Performance, Scaling, and Monitoring
Performance and Scaling Overview
Generator consists of two main services that work together:
- Backend service: Handles API requests and user interactions
- Worker service: Processes background tasks and content generation
Both services are designed to be stateless and horizontally scalable.

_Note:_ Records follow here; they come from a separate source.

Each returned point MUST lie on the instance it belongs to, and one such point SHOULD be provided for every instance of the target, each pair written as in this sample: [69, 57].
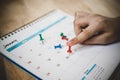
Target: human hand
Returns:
[95, 29]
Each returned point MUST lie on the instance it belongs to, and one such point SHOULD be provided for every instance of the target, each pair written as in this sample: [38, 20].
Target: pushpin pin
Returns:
[69, 49]
[63, 37]
[58, 46]
[61, 34]
[41, 38]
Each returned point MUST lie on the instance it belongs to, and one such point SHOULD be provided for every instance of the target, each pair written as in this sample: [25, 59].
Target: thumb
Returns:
[83, 36]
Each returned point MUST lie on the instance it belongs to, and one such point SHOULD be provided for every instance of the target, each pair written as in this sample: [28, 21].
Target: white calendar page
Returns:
[42, 60]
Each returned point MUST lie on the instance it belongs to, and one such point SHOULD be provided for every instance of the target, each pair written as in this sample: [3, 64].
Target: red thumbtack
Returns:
[69, 49]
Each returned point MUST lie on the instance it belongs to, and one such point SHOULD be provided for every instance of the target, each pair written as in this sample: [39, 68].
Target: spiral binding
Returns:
[25, 26]
[16, 31]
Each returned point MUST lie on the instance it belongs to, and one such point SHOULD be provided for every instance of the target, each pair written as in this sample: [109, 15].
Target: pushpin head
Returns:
[69, 49]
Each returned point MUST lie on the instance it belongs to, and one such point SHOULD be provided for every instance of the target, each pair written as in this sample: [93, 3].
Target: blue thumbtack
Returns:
[58, 46]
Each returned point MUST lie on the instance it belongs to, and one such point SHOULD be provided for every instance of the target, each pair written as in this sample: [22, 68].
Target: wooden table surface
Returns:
[15, 13]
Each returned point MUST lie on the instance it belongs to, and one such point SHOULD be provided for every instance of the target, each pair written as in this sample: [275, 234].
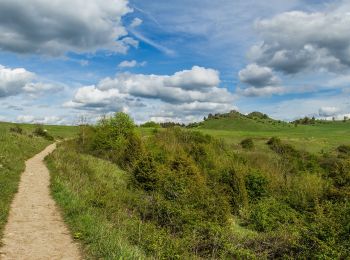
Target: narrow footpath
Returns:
[35, 229]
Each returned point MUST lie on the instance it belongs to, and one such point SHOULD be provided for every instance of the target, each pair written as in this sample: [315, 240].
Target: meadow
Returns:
[233, 186]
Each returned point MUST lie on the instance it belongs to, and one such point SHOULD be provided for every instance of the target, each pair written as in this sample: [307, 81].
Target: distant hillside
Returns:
[234, 120]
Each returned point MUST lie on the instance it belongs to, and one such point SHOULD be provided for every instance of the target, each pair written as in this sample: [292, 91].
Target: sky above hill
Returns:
[173, 60]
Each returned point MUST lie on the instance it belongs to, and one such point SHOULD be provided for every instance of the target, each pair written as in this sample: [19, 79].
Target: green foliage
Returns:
[189, 195]
[270, 214]
[151, 124]
[344, 149]
[113, 138]
[247, 144]
[257, 185]
[41, 132]
[17, 129]
[145, 173]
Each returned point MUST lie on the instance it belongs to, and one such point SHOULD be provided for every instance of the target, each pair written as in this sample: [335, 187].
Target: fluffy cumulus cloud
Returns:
[19, 80]
[294, 44]
[298, 41]
[46, 120]
[259, 81]
[186, 92]
[329, 111]
[55, 27]
[131, 64]
[12, 81]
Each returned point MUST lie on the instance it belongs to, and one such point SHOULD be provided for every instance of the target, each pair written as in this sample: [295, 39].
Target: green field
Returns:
[321, 136]
[198, 193]
[195, 193]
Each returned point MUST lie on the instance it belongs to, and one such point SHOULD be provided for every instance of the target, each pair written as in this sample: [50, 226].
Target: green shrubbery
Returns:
[247, 144]
[194, 196]
[41, 132]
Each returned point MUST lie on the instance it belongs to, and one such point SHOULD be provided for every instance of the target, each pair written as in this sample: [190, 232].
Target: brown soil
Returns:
[35, 229]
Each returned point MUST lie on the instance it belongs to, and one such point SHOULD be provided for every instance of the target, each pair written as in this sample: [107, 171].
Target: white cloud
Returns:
[186, 93]
[131, 64]
[46, 120]
[55, 27]
[36, 88]
[260, 92]
[328, 111]
[259, 81]
[20, 81]
[12, 81]
[136, 22]
[297, 41]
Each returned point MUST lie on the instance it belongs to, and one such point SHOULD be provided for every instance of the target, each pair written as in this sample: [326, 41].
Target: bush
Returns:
[256, 185]
[151, 124]
[16, 129]
[270, 214]
[145, 173]
[41, 132]
[247, 144]
[345, 149]
[114, 138]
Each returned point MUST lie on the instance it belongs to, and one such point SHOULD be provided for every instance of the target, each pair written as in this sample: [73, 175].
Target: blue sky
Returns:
[173, 60]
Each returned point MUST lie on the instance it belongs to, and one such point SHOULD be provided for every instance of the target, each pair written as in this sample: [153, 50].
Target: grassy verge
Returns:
[15, 149]
[93, 195]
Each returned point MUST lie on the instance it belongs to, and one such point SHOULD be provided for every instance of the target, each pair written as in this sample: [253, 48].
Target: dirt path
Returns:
[35, 229]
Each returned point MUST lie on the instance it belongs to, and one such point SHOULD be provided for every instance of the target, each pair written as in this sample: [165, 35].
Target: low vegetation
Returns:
[177, 193]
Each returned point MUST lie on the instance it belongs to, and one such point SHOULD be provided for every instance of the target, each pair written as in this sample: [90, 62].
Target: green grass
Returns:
[14, 150]
[92, 192]
[57, 131]
[313, 138]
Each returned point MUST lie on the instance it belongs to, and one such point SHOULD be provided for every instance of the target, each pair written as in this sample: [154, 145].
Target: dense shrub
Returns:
[115, 139]
[344, 149]
[145, 173]
[247, 144]
[151, 124]
[270, 214]
[16, 129]
[256, 184]
[41, 132]
[207, 200]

This guide covers two main aspects of scaling:
- Container Provisioning: How to size individual containers (vertical scaling)
- Scaling Strategies: Different approaches to handling load, including both vertical and horizontal scaling
Both approaches can achieve similar performance, but horizontal scaling offers more flexibility for dynamic workloads.
Container Provisioning
This section covers how to size individual containers (vertical scaling) by allocating appropriate CPU and memory resources.
Backend Service Provisioning
The backend service automatically scales to use available CPU resources:
- Automatic scaling: One worker process per CPU core (no configuration required)
- Stateless design: Multiple backend containers can run simultaneously
- Load balancing: Use a load balancer to distribute requests across backend instances
Worker Service Provisioning
Worker containers process background tasks and can be scaled independently:
Environment Variables:
THREADS__DRAMATIQ_PROCESSES: Number of Dramatiq processes per containerTHREADS__DRAMATIQ_THREADS: Number of threads per process
Scaling Guidelines:
- Memory-based: Start with ~1 thread per GB of memory on worker nodes
- Process scaling: Each process contains
THREADS__DRAMATIQ_THREADSthreads - Resource monitoring: Increase threads if host metrics aren’t stressed
- PDF processing: Uses significant memory; adjust accordingly if not processing many PDFs
Example Configuration:
# For a 4GB worker node
THREADS__DRAMATIQ_THREADS=4
THREADS__DRAMATIQ_PROCESSES=1
# For a 16GB worker node with 2 processes
THREADS__DRAMATIQ_THREADS=8
THREADS__DRAMATIQ_PROCESSES=2
Scaling Strategies
This section covers different approaches to handling increased load, including both vertical scaling (bigger containers) and horizontal scaling (more containers).
Vertical Scaling (Recommended for Simplicity)
Advantages:
- Simpler deployment and management
- Fewer moving parts
- Easier to troubleshoot
Configuration:
- Increase container CPU/memory allocation
- Backend automatically uses additional CPUs
- Adjust
THREADS__DRAMATIQ_THREADSfor worker containers
Horizontal Scaling (Recommended for Flexibility)
Advantages:
- Better resource utilization
- Easier to scale in/out based on demand
- Better fault tolerance
Configuration:
- Deploy multiple backend containers behind load balancer
- Deploy multiple worker containers
- Use container orchestration (ECS, Kubernetes, Docker Swarm, etc)
Autoscaling
Generator’s stateless design makes it well-suited for autoscaling. Since both backend and worker containers can be scaled independently, you can adjust capacity based on demand. Your load balancer will automatically distribute work across the backend containers, and the queue system will distribute work across the workers. This set-up makes it easy to scale up during peak usage and scale down during quieter periods.
Monitoring Resource Usage: While Generator provides a metrics endpoint (see Monitoring section below), container orchestration platforms like ECS or Kubernetes typically provide more comprehensive resource monitoring and autoscaling capabilities. These platforms can monitor CPU, memory, and queue depth to make more informed scaling decisions than the basic metrics endpoint alone.
Monitoring
Metrics Endpoint
Generator exposes Prometheus-style metrics with a /metrics. e.g.
▶ curl http://[generator server]/metrics
# HELP python_gc_objects_collected_total Objects collected during gc
# TYPE python_gc_objects_collected_total counter
python_gc_objects_collected_total{generation="0"} 1305.0
python_gc_objects_collected_total{generation="1"} 351.0
python_gc_objects_collected_total{generation="2"} 89.0
[...]
Available Metrics
- HTTP request volume and response times
- Python runtime metrics (memory usage, garbage collection)
- More in the future
To avoid leaking this information publicly, the metrics endpoint will reject any requests that were forwarded through a load balancer (determined by the presence of any X-Forwarded-* headers).
If you want to disable this endpoint, set the HOSTING__ENABLE_METRICS environment variable to false.